Back when the Amiga bridged the gap between PC and console, and god games like Populous and Sim City reaped the gains of mainstream success, The Settlers was a big hitter in its genre.

Though the quality of the series has fluctuated over the 14 years since the release of the masterful original, developer Blue Byte has never produced a substandard Settlers. The secret of the German-produced games has always been in the way they translate the intricacies of developing a city to the player.

While other god-sims rely heavily on pages of stats and numbers, Settlers has always focussed on the characters of your city's inhabitants, and a crystal clear, rational system of mutual support between the jobs those characters hold down. Though looking at any Settlers screen shot will always show a sea of quaint medieval buildings, all those structures really do is represent the personalities they house.

Let me make things a little clearer, by sighting an example of a typical piece of gameplay, which could refer to every game in the series including the wonderfully appealing Rise of an Empire. When you start out creating your own community, you are going to need foresters, stonemasons and miners to provide your raw building materials. Then of course you'll need the various professionals to process those raw materials. All these workers will also need food to fuel their toil, meaning you'll need to use some of that wood and stone to build farms. Of course, those farms will need windmills and bakeries to produce the food, and the bread ovens will need some of the coal from the mine, which will also go to the blacksmith who arms the soldiers and makes tools for the silversmith and farmer. And then there are the fishmongers, hunters, barkeepers, shipwrights and cleaners to think about, and on it goes.

Put more simply, in Settlers everybody needs everybody else. In Rise of an Empire, as ever, you can actually see every individual go about their work, exchanging goods and thriving off one another, and the appeal of delicately nurturing such a co-operative, self sufficient community lies at the very heart of the game's appeal. Everything is realised through visual animation in the game, making the city seem incredibly real and genuinely making you feel for your blossoming populous. You really see every item and person move from building to building, rather than just noticing the changes in statistics as is more typical to the genre.

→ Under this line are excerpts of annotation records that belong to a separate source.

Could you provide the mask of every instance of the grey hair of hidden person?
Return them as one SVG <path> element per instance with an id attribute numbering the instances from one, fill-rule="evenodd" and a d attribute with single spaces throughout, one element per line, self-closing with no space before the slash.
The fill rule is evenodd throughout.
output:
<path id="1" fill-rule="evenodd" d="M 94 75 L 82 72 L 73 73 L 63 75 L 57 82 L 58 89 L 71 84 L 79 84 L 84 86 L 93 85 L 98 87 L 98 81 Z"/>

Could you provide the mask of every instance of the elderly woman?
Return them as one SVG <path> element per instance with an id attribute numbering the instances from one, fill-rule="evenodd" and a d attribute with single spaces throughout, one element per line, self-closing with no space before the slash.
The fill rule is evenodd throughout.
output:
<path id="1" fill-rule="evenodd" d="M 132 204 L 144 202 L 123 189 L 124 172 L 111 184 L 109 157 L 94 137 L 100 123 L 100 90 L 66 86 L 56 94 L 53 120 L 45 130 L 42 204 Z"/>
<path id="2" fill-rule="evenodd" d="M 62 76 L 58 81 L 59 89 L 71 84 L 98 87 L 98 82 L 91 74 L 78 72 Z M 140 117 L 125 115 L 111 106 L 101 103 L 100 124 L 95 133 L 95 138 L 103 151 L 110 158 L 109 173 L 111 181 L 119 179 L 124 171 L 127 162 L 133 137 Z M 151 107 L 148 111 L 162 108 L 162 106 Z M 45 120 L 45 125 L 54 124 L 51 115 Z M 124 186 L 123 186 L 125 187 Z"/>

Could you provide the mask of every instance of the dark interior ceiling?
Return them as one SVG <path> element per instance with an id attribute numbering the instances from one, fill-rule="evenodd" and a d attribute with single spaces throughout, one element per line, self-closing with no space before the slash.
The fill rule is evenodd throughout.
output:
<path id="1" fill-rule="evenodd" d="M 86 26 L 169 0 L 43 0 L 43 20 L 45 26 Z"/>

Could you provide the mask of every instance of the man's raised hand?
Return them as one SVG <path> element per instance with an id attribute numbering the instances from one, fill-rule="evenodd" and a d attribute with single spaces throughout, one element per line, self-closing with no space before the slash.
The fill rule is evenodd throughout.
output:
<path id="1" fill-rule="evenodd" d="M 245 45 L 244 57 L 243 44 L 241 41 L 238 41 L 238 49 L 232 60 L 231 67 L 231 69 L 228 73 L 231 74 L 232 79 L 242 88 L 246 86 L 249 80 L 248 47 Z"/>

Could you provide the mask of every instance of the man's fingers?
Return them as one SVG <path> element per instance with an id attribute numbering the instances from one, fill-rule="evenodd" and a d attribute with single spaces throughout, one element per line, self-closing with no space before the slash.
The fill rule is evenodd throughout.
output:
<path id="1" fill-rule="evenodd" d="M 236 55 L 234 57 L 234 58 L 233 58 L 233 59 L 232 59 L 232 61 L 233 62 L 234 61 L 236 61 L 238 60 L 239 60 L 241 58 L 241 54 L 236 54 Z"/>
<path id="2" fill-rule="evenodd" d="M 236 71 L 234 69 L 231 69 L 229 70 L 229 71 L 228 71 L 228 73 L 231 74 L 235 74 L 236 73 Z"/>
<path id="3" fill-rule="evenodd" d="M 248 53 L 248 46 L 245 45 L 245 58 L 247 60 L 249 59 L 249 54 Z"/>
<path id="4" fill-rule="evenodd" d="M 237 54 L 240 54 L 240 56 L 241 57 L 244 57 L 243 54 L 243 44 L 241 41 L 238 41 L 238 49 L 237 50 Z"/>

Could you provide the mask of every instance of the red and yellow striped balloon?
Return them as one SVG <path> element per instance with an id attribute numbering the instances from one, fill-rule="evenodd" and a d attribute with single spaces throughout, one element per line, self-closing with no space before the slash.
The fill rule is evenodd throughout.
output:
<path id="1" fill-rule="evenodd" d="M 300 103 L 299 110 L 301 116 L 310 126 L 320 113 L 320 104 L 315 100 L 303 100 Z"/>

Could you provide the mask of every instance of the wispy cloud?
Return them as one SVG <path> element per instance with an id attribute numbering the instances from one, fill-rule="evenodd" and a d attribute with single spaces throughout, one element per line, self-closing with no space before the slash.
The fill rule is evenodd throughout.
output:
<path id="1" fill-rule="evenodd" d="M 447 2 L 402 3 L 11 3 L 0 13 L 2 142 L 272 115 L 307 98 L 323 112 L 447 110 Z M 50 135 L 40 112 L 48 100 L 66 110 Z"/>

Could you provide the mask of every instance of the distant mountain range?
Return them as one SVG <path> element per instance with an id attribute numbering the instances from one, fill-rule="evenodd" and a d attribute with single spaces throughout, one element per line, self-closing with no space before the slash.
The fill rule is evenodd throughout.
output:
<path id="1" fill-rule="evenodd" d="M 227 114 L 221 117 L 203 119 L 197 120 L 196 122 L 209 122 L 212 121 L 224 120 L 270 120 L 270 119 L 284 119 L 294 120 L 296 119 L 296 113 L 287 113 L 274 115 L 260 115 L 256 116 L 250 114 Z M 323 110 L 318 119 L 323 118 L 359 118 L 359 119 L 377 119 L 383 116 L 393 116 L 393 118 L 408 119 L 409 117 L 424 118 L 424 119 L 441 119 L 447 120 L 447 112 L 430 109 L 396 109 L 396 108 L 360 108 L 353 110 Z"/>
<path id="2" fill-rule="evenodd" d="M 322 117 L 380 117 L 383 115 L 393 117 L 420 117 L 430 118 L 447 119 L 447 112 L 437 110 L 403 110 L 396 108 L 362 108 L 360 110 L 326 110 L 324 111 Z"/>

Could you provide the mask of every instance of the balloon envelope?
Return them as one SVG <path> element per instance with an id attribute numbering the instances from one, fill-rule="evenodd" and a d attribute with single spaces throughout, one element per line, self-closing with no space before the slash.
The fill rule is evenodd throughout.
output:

So far the latest Settlers sounds great, but what does this new addition offer that previous games in the series have not? On the whole, there is a great deal more detail and depth, from the purely cosmetic to new gameplay devices. Tackling the former first, visually the game is gorgeous to look at. It may not have the hugest technical wow factor, but it has so much to take in on every screen, you won't know where to look first. Zooming in close, you notice how much activity and movement emanates from every property and its surrounding area. While machines chug and workers labour, even the ground is lavishly animated, with frogs and other animals slipping through the grass. Again, though photorealism is never the objective of Settlers, the sense of something full of life and depth is fantastic.

Moving onto the gameplay, at this early stage well over 150 different buildings exist, each of which houses a certain profession and serves a vital purpose. Everything from religion to entertainment is now covered, and as in real life, as your city expands in size so do the expectations of its residents. Strikes can occur when despondent settlers tire of a lack of food or suitable distractions from their daily grind, making you feel genuinely guilty for neglecting your once thriving community.

Visually, the game is packed with small details.

Seasons have been introduced, bringing some well needed variation to the ecosystem and food cycle, and new climates and conditions such as a frozen tundra and barren, dusty dessert, have far more impact and variation than ever before. Harsher climates bring new challenges to producing food and water, which often means turning to Rise of an Empire's trading system. Small, computer controlled villages, which act as non-player communities, pepper the far-flung corners of the map, effectively giving your city a wider reach to ecological assets. However, the trade routes you establish must be monitored and guarded, to avoid attacks from natives, and the troops from the competing cities that develop alongside your own.

Settlers is closer to charming than cute, but it still has a brilliant battle system in development, that again is highly visual and filled with character. Defensive and offensive options are available to your army, who are strengthened by your weapon production facilities and supply of gold. The nicest feature of the battles is that if your side is victorious you can return to the safety of you central castle with the spoils of war from your enemy's defeat, meaning each victory assures a new supply of catapults and other battlefield paraphernalia.

Though children do not feature in the game, women do for the first time, meaning you can encourage romance, host marriages and increase the wellbeing and efficiency of your community. Hero characters are also included in the newest Settlers game. These six personalities are best described as extraordinary settlers with fully-fledged personalities. Though I was only introduced to their abilities very briefly, it is clear they possess different talents that can be called on in times of need, from being ferocious warriors with the abilities of a whole squad of enemies, to glutinous old men with belting singing voices that can save you from crisis when your despondent townspeople grow weary of a town without a nightlife.

Of course, only an extended hands on will really prove the worth of the latest Settlers, but based on previous incarnations by the same team, the accessible rationality that underpins the whole game, and the glorious depth and lavish detail of Rise of an Empire, it is looking like PC gamers could be in for a huge nugget of easy going escapism.